Quando ela era ela, pouco ou nada a parava. Era vento e era sol, era riso e era silêncio.
Quando ela era ela, tudo era simples e descomplicado, tudo era à flor da pele e arrepio na barriga.
Quando ela era ela não havia horas para dormir, não havia sequer dormir se preciso fosse, não havia tempo para pensar.
Ela era muito, era tudo e queria provar o tanto que tinham andado a esconder-lhe. Fórmula perigosa esta, equação que tem tudo para magoar.
Quando ela se descobriu ela, não havia limites nem senão. Havia passarinho fora da gaiola com vontade de voar até querer: tudo era apetite, força desatinada, vontades de crescer. Voraz, infinitamente voraz.

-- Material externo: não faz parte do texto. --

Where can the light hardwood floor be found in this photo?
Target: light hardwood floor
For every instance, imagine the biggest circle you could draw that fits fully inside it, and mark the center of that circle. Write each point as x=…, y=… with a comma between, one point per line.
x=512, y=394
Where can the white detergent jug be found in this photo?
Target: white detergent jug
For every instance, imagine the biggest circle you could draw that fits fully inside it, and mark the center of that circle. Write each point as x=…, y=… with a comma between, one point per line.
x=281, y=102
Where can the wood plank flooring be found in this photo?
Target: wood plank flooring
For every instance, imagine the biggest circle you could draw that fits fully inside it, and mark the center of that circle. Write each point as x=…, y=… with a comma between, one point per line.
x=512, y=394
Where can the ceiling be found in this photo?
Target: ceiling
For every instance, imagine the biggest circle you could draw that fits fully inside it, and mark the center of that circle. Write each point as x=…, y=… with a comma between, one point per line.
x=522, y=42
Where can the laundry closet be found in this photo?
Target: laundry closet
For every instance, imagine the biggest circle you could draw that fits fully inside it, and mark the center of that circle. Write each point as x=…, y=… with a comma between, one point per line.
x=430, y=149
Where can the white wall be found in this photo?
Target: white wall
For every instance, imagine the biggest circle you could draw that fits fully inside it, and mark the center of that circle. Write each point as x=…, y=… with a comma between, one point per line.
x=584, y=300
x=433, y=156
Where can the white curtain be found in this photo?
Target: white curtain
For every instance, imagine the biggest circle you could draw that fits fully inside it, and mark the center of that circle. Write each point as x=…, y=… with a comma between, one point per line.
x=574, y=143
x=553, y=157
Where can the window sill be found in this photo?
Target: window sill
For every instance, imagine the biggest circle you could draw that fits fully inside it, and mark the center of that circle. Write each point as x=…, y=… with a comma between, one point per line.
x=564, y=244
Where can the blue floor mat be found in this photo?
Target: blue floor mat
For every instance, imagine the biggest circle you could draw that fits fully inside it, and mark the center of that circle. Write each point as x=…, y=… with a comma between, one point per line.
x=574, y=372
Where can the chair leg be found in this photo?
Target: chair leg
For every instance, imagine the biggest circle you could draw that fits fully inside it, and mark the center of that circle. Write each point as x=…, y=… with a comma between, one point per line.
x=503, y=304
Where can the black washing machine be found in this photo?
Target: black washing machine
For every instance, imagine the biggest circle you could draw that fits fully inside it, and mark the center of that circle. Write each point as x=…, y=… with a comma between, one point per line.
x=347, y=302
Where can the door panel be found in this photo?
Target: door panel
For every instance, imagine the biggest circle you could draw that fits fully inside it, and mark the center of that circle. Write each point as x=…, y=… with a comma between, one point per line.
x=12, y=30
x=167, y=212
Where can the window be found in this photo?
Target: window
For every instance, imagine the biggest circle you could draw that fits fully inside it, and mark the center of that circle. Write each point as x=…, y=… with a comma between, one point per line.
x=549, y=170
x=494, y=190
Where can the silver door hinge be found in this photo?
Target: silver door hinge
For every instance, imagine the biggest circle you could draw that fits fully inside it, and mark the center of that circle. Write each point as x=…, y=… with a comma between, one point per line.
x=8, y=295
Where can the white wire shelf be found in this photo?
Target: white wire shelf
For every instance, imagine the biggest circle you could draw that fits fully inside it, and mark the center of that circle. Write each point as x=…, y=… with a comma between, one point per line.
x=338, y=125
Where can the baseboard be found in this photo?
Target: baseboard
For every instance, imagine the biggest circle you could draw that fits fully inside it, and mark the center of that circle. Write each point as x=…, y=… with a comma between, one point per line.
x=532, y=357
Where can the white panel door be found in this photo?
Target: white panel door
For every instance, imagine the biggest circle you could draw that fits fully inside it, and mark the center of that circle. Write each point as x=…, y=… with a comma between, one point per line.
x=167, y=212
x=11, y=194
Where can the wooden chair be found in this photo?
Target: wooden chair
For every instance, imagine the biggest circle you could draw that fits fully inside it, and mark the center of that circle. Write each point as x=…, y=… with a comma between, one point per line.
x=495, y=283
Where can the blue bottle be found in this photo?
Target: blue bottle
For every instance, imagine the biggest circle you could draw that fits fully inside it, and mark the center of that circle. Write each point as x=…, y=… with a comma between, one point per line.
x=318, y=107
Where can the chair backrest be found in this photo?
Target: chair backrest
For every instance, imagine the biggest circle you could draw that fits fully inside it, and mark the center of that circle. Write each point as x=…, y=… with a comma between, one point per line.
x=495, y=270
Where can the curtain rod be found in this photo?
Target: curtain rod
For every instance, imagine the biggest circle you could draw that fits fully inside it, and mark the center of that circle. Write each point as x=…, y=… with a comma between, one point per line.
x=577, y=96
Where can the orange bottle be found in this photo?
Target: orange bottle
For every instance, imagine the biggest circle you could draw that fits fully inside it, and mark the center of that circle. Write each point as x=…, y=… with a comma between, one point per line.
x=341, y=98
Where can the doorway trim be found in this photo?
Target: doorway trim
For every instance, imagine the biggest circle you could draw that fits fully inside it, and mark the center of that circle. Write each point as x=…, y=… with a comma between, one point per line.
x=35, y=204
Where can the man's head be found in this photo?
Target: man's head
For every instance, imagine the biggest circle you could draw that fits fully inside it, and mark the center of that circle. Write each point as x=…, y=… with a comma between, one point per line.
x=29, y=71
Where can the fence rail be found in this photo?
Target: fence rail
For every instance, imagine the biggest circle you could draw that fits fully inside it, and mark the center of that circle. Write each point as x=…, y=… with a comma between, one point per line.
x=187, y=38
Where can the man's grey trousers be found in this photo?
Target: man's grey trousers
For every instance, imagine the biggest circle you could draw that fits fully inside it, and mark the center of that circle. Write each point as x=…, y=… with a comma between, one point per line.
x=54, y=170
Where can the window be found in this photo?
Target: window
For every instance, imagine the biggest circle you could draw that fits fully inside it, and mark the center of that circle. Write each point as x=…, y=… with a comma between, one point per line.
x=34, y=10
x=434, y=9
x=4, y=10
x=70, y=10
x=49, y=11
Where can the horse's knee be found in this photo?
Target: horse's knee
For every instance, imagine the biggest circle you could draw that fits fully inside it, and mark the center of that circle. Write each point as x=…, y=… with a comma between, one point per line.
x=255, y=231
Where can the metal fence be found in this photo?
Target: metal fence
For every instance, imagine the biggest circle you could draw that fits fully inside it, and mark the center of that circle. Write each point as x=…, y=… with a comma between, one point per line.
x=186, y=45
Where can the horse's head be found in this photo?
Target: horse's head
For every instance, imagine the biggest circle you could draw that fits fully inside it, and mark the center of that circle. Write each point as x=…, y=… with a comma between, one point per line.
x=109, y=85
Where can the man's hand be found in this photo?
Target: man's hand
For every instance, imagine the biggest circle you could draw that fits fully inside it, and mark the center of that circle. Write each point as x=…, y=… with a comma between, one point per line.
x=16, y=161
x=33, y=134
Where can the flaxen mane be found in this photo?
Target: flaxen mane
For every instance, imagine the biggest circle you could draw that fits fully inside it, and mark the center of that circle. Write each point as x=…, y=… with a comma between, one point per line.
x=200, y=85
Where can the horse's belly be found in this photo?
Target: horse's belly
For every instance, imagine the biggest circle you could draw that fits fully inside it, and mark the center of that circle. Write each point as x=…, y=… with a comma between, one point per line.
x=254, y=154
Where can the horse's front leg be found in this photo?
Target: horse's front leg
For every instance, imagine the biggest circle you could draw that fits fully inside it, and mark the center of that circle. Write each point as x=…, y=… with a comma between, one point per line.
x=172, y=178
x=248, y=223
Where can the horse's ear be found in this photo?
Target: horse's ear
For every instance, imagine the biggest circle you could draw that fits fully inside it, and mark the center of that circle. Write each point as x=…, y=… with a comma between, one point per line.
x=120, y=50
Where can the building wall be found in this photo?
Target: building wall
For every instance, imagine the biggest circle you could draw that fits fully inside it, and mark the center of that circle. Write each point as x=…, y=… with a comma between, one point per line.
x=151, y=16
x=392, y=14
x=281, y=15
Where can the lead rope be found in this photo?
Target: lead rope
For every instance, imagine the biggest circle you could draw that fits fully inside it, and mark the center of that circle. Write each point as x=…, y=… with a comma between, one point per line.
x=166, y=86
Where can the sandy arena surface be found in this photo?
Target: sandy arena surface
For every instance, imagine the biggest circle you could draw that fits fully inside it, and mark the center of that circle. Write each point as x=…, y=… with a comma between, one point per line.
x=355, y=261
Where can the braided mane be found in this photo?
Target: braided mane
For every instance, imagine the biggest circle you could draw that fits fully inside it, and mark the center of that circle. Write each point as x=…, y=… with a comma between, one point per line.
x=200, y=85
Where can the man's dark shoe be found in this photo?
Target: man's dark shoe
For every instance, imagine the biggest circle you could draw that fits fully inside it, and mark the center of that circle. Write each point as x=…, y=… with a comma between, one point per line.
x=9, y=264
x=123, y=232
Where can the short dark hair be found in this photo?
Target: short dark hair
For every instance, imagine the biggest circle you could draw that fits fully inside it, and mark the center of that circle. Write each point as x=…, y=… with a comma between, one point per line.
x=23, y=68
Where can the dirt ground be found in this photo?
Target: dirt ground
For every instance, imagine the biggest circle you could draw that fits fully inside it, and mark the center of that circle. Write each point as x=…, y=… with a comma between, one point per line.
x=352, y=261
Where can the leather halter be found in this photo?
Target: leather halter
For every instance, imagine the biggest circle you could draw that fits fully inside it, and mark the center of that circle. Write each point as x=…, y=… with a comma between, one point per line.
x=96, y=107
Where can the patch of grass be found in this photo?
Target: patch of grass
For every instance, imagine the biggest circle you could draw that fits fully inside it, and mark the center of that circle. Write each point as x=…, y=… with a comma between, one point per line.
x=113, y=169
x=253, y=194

Ela era dança até nascer o sol, era cantoria num palco acabado de acontecer, era viagens sem mapa nem dia para chegar, era fogo, terra, sol e ar. Era passeios à chuva, risadas ao vento, brisa no sol a escaldar, silêncios e vontades de gritar. Ela era deslizar na neve mais alta e era um caminho sozinha no alentejo sem fim.
Quando ela era ela, ainda não sabia da eterna balança entre o deve e o haver, o temer e o querer, o sossego e o destravar. Houve um preço a pagar e isso está gravado na pele e por dentro; não há cicatriz, mas sabe dizer exactamente cada milímetro onde fez doer.
Ela ainda aí anda, latente, perene, sempre a espreitar. Quem sabe se ainda a deixo voltar-se a desassossegar.